A constitution was drawn up and a proto-executive committee formed to plan the Bradford meeting. The Bradford meeting was well attended, the constitution was adopted and the first HUCBMS Executive Committee was elected. The first officers were: Terry Baker (Chairman), Gerry McKenna (Vice Chairman) and John Clarke (Hon. Treasurer and Secretary).

Degree programmes in biomedical science have existed in the UK since the mid-1970s when the University of Bradford and, the then, Portsmouth Polytechnic developed such programmes. These were followed by the end of the decade by similar developments elsewhere. By the late 1980's many polytechnics and universities were offering IBMS-accredited biomedical science degree programmes and Ulster, in 1985, had introduced the first UK Masters programme in the subject. This was followed by the development of a number of Masters programmes throughout the UK by the end of that decade.



Despite the proliferation of undergraduate and postgraduate programmes in biomedical science, there was no forum for the relevant heads of department to meet and exchange ideas and discuss issues of mutual concern. This lack of interaction was exacerbated by the binary divide separating universities and polytechnics which meant that their funding, oversight, and missions were controlled by unrelated agencies. The 1992 Government White Paper, ending the binary divide and transforming the polytechnics into universities, removed this artificial barrier to communication across the higher education sector.
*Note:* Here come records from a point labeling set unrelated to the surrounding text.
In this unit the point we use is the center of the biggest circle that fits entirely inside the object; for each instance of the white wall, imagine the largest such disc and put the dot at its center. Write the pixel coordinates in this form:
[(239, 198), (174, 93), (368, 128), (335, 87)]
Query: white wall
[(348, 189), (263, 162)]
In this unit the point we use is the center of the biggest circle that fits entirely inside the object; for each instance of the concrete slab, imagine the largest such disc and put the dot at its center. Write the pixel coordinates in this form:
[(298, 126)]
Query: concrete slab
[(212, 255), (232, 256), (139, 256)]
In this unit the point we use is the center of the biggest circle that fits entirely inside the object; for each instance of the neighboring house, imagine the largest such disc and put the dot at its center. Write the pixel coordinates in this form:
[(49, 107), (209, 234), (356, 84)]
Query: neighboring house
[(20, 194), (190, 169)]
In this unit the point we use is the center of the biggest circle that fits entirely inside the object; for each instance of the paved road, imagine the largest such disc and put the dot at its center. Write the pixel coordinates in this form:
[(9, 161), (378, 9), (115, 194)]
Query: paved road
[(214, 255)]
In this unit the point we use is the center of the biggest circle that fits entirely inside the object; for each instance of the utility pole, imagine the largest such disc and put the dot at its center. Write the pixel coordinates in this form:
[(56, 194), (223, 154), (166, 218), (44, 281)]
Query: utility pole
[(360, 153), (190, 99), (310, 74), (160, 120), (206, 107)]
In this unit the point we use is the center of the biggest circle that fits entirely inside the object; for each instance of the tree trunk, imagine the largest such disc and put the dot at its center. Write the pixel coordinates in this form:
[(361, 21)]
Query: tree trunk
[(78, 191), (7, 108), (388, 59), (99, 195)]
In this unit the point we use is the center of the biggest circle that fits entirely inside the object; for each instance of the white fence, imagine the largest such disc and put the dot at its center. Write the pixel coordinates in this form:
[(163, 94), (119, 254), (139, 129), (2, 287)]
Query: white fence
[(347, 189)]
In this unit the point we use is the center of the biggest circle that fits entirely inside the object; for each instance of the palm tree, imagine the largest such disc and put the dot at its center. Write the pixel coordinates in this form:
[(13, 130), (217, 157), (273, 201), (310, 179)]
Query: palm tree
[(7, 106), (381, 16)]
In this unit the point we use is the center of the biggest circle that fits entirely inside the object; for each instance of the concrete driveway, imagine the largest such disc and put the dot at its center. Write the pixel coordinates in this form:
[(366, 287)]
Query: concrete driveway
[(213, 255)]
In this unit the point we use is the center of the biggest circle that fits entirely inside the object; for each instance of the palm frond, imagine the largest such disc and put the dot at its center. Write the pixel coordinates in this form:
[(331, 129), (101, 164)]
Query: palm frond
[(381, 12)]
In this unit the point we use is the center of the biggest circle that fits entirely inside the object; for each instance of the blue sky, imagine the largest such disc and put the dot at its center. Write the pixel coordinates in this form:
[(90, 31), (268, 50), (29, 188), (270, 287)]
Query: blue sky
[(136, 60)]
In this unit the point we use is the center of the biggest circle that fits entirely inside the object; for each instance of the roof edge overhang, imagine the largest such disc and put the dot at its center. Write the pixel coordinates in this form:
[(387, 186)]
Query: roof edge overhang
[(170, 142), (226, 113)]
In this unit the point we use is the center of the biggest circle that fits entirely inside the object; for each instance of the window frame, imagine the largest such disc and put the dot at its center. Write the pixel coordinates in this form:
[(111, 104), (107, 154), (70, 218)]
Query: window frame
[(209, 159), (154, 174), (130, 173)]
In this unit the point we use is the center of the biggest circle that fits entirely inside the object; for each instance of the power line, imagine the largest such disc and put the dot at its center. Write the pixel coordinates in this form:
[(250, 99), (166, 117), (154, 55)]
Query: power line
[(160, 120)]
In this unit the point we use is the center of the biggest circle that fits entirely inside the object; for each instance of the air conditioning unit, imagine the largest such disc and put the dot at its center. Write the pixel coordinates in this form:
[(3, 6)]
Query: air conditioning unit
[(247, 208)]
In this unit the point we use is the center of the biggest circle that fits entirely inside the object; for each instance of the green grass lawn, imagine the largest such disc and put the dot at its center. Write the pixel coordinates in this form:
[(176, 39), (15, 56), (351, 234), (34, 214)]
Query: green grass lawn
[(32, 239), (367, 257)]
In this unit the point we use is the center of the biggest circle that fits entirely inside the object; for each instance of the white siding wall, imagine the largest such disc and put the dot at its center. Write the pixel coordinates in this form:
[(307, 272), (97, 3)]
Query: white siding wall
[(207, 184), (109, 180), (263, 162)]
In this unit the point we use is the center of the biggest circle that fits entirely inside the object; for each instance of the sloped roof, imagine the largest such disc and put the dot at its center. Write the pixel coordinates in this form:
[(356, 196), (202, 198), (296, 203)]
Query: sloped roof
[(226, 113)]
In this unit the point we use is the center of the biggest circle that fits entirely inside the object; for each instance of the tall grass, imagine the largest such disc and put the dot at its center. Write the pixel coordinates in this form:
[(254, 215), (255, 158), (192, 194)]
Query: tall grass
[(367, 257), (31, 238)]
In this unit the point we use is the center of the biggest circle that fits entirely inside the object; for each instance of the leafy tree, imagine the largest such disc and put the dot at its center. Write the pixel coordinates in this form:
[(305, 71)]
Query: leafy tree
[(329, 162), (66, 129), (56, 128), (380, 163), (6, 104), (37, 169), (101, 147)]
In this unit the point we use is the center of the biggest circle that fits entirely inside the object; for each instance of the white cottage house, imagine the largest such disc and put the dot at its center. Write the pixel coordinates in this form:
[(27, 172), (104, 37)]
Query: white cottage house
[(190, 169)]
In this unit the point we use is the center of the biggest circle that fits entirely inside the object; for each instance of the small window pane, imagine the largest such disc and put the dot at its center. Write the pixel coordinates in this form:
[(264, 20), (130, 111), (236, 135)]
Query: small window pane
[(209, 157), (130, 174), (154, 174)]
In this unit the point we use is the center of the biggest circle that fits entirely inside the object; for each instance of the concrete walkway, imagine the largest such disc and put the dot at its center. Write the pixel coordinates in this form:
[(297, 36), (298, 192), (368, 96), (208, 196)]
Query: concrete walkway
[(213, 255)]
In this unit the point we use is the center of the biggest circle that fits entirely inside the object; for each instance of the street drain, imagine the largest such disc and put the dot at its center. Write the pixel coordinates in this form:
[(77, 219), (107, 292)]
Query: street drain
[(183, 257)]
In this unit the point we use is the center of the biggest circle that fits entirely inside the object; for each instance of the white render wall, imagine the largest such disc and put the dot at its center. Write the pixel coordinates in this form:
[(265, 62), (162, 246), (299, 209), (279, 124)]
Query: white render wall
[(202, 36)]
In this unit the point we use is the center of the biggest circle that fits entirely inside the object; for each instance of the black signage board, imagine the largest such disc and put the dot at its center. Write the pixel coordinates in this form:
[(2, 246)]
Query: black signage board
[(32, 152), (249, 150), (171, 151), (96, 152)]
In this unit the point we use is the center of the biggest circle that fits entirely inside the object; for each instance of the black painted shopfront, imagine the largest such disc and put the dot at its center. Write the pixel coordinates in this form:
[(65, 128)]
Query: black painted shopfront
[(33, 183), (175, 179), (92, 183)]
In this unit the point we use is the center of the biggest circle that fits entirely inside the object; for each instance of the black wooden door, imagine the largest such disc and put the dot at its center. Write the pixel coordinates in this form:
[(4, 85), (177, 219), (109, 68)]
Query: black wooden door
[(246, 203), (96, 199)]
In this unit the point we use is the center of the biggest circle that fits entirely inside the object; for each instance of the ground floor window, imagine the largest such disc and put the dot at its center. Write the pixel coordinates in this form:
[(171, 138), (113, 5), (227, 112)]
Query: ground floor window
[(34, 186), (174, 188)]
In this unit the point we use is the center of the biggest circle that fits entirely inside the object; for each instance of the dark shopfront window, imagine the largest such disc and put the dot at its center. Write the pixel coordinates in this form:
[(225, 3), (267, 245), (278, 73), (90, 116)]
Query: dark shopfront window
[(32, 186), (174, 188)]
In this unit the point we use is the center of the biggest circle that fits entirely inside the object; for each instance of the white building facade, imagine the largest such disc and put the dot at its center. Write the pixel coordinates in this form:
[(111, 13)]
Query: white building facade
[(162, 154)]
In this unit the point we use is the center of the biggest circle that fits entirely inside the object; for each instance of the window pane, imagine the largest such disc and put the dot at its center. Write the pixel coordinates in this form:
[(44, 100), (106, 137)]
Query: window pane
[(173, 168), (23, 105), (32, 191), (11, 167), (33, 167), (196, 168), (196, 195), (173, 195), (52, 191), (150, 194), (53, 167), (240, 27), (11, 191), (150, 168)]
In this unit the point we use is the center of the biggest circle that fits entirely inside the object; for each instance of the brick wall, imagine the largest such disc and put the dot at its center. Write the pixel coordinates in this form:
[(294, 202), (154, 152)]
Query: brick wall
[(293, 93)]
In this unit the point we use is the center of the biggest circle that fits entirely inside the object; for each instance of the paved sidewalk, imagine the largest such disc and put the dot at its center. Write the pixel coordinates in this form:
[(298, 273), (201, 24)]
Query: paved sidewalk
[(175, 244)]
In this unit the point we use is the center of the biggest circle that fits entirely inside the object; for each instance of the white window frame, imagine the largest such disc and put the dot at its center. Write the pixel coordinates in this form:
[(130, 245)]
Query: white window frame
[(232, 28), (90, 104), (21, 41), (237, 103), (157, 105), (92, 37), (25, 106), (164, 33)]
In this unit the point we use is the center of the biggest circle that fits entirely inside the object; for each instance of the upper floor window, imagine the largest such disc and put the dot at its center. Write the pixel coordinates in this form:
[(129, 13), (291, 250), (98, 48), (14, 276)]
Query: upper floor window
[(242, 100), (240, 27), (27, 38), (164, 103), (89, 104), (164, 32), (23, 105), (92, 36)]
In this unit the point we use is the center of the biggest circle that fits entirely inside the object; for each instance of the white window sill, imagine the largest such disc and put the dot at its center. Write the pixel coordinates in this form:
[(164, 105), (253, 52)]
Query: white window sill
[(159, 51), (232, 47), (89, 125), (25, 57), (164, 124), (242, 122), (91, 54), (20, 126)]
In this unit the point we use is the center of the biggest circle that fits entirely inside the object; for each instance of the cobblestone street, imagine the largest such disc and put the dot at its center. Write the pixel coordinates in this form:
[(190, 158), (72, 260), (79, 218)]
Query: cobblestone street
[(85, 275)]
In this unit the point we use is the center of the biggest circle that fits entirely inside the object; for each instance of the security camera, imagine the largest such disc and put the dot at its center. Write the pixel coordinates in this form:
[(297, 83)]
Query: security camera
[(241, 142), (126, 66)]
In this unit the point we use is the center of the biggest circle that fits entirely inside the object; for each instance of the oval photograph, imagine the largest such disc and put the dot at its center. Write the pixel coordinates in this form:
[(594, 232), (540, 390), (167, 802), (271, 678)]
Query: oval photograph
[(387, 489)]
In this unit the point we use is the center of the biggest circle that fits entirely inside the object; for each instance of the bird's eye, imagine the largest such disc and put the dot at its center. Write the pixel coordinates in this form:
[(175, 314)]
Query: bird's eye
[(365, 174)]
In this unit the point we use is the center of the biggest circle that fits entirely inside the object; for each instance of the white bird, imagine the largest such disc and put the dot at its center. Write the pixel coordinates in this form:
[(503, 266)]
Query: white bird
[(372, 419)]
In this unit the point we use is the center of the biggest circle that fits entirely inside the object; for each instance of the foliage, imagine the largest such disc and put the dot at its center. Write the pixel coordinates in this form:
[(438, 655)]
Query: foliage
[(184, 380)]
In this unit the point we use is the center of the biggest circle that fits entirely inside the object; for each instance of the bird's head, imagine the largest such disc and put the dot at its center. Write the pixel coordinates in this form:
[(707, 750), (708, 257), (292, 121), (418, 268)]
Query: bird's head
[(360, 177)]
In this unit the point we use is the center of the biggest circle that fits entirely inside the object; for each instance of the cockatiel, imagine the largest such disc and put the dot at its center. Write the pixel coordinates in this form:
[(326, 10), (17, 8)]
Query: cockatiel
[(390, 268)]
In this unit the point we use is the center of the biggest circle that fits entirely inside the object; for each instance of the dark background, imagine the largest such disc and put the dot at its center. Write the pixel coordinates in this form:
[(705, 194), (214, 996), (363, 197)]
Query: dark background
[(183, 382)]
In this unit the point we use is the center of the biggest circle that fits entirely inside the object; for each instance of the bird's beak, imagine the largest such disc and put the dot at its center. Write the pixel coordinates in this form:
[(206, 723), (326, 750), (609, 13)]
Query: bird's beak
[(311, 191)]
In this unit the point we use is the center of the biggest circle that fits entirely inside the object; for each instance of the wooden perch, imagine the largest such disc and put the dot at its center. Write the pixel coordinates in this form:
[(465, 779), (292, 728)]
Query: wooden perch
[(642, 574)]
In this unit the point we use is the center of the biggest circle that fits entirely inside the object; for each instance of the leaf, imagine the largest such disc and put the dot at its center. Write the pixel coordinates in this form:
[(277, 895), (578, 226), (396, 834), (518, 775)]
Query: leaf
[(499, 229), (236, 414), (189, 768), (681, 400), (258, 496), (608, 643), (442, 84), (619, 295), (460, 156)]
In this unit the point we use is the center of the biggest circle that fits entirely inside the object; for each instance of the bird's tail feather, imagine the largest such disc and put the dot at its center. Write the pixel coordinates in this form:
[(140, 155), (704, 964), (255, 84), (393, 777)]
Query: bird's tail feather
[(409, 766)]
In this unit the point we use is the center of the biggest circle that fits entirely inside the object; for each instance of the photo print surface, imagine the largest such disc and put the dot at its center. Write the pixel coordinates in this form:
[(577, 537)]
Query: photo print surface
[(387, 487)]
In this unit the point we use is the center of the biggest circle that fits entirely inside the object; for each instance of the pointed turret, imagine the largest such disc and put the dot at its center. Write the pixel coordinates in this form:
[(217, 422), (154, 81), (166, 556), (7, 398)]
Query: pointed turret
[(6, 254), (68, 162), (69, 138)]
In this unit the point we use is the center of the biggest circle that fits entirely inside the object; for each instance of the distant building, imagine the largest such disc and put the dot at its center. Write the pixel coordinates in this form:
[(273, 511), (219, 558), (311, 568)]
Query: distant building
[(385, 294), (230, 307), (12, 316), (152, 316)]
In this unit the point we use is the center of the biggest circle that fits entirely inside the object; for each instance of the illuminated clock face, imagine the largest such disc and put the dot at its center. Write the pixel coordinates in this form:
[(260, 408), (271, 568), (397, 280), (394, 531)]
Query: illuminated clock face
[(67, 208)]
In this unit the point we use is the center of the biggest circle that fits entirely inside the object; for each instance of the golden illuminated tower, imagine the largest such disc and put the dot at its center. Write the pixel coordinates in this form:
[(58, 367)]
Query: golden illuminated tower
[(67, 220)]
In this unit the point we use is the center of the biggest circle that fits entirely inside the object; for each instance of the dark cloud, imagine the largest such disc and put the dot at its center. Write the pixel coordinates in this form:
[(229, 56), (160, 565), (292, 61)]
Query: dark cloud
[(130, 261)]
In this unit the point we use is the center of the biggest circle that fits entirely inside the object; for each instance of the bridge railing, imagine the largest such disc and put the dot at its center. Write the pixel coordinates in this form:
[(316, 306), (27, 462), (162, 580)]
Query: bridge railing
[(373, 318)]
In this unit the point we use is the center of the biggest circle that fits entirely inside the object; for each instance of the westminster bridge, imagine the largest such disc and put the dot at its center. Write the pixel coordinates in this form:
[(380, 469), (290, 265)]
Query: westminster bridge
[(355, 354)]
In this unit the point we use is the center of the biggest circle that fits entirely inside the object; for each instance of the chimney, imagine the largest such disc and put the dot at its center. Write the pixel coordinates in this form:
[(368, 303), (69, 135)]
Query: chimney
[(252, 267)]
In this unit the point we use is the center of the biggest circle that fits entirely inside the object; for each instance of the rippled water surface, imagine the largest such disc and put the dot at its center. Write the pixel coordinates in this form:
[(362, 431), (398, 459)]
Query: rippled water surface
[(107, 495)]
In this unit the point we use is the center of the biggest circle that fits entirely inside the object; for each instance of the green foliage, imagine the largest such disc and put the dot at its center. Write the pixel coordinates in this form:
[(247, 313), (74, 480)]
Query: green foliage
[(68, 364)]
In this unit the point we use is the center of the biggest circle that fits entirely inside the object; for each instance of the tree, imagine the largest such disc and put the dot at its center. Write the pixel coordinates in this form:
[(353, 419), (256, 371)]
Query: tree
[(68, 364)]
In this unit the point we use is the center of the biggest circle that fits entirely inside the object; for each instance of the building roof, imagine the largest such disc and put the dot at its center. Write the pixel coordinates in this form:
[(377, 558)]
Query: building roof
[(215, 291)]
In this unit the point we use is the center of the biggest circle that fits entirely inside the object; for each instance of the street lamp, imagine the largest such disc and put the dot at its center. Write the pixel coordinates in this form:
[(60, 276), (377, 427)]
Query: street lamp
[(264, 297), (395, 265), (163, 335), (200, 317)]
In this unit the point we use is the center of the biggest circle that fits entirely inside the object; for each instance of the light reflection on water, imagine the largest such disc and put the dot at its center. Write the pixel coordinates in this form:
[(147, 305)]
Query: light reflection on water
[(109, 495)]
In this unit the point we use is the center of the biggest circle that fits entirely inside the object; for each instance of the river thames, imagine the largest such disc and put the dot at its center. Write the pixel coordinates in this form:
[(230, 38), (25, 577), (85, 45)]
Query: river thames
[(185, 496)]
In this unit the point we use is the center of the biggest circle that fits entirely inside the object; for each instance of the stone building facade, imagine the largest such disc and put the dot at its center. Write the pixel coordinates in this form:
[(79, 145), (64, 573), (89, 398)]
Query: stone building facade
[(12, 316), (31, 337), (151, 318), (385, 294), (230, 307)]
HUCBMS has had a number of successes in its advocacy of biomedical sciences including:


  • the recognition of biomedical science as a distinct teaching area by the Quality Assurance Agency (QAA) for Higher Education;
  • the recognition of biomedical science as an important and major discipline in the 1996, 2001 and 2008 Research Assessment Exercises (RAEs);
  • the acceptance of the importance of biomedical science (and other health science subjects) being assessed separately in the 2014 Research Excellence Framework (REF);
  • HUCBMS-nominated individuals being appointed as chair (2001) and panel members for RAEs in 1996, 2001 and 2008 and REF 2014;
  •  negotiations with the IBMS with regard to their role with the Health Professions Council in defining professional status, qualifications, competence, and registration for biomedical scientists.
  • advice and mentoring for the development of biomedical sciences programmes and research overseas.